Fun 23

Development
- Designer: Joubert-Nivelt
- Location: France
- Year: 1982
- Builders: Jeanneau, Ranger Yachts & Cantiere Nautico Lillia
- Name: Fun 23

Boat
- Displacement: 1,875 lb (850 kg)
- Draft: 5.33 ft (1.62 m) centreboard down, 2.33 ft (0.71 m) centreboard up

Hull
- Type: Monohull
- Construction: Fiberglass
- LOA: 23.33 ft (7.11 m)
- LWL: 17.92 ft (5.46 m)
- Beam: 8.00 ft (2.44 m)

Hull appendages
- Keel: fin keel
- Ballast: 760 lb (345 kg)
- Rudder: internally-mounted spade-type rudder

Rig
- General: Fractional rigged sloop
- I foretriangle height: 22.20 ft (6.77 m)
- J foretriangle base: 8.70 ft (2.65 m)
- P mainsail luff: 27.90 ft (8.50 m)
- E mainsail foot: 10.50 ft (3.20 m)

Sails
- Mainsail area: 146.48 sq ft (13.608 m^{2})
- Jib/genoa area: 96.57 sq ft (8.972 m^{2})
- Total sail area: 243.05 sq ft (22.580 m^{2})

Racing
- PHRF: 180 (average)

= Fun 23 =

Sailboat class

The Fun 23 is a French trailerable sailboat, that was designed by Joubert-Nivelt for one design racing and first built in 1982. The design is out of production.

==Production==
The boat was built by Jeanneau in France, Ranger Yachts in the United States and Cantiere Nautico Lillia in Italy. Jeanneau built a small number of the design, while Ranger completed about 100 examples.

==Design==
The Fun 23 was conceived by French sailor Alain Forgeot and became an active one-design class in Europe. The design shares a sailplan with the Soling design.

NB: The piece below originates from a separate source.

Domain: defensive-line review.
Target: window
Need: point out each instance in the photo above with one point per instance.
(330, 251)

The Fun 23 is a small recreational keelboat, built predominantly of fiberglass. It has a fractional sloop rig, an internally-mounted spade-type rudder and a swing-up fin keel. It displaces 1875 lb and carries 760 lb of iron ballast.

The design has a draft of 5.33 ft with the keel down and 2.33 ft with the keel up.

The boat is normally fitted with a small 2 to 4 hp outboard motor for docking and maneuvering.

The design has sleeping accommodation for four people, with a double "V"-berth in the bow cabin and two straight settee berths in the main cabin. Cabin headroom is 46 in.

The boat has a PHRF racing average handicap of 180 with a high of 192 and low of 174. It has a hull speed of 5.67 kn.

==Operational history==
In a 2010 review Steve Henkel wrote, "Ranger Yachts built about 100 Fun 23's ... The French team of Joubert & Nivelt designed her ... Jeanneau in France also built a few, and an Italian firm, Lillia, also has been a builder. Although the Fun is said to have the same sailplan as a Soling (a 27-foot one-design racing sailboat), actually the mainsails have same dimensions but the foretriangle on the Fun is much smaller than the Soling’s. There are two rigs, a short rig and a 'regular' rig ... the regular rig has a taller but still less-than-masthead jib ... she is strictly a bare-bones overnighter when it comes to accommodations."